In Taleb’s Incerto books he makes the point in several places that our tendency to embed everything in narratives is a trap in our thinking.
Ian Stewart and Jack Cohen, in their marvelous discussions of science and philosophy in alternate chapters of Terry Pratchett’s Science of Discworld series suggest that humans, whose species is sometimes called Pan sapiens (intelligent ape), really ought to be called Pan narrans (story-telling ape), because we humans embed everything in narratives.
Taleb makes the same point several times in his Incerto books. We humans do use narratives to embed our understandings about the world around us. We put everything into narratives, even scientific theories, and then because the narratives “make sense” to us (after all, we constructed the narrative in the first place to tie things together in what appears to us to be a logical way), we believe them. Even if in fact there was no narrative to what we observed, but just random behavior, or coincidence. This is, for example, the genesis of many conspiracy theories.
One of Taleb’s examples is the ubiquitous commentator explanation for any movement in the stock market. “The market rose 0.01% today on higher trade figures”, or “The market fell 10 points today on worries about inflation”, when in fact these are no more that random movements in the averages that need no explanation at all.
(Aside: Many years ago I was in the long and slow registration line for a computer conference. In front me were two young Asian lads who worked for a hedge fund. Talking to them I discovered that their hedge fund used a sophisticated and complex AI to make stock picks. No one understood quite how the AI made its decisions - increasingly a problem these days with AI systems - so their job was to find a convincing explanation for each pick that they could tell their investors.)
Of course since the world is so immensely complex, our simple narratives are often wrong, or at best incomplete, however much we may believe them. But once we have our observations structured into a coherent narrative, it gets very hard to account for observations that don’t fit our narrative; we tend to ignore them or explain them away rather than adjust the narrative. That is the trap. It takes a special and rare discipline to just observe events unjudgementally without succumbing to the temptation to embed them in a narrative, to “explain” them.
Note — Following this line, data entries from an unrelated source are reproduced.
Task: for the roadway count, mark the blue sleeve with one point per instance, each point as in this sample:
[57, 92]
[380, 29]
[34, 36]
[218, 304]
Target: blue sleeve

This is evident in the media, who cast everything into a narrative, as interesting and attention-grabbing a narrative as they can manage, because that gets as many readers as possible. And once the media sets the narrative, most of the public adopts that narrative and then argues about it. Media narratives have to be simple, because most readers don’t have the attention span or interest to follow a complex narrative. Since real-life events are never simple, real-life people have complex agendas and motives, and real-life events almost always have many and complex causes, that means the media narrative is almost certainly incomplete, if not completely wrong. But it becomes what the public believes.
And as I mentioned in my Incerto 2 posting several weeks ago, history is subject to this “narrative trap” as well. Historical events are the result of million or billions of major and minor precursor causes, ranging from major parliamentary decisions to the state of Napoleon’s hemorrhoids or whether Charles I had a fight with his wife before meeting with his advisors. Historians, being human, cast history as a relatively simple coherent and understandable narrative, picking out from the billions of real casual chains, many unknown, a few they select (probably based on their own cultural and educational biases) to “explain” the course of history. It makes a more readable and satisfying history, but it is at best highly incomplete, and perhaps wrong altogether, convincing as it may seem.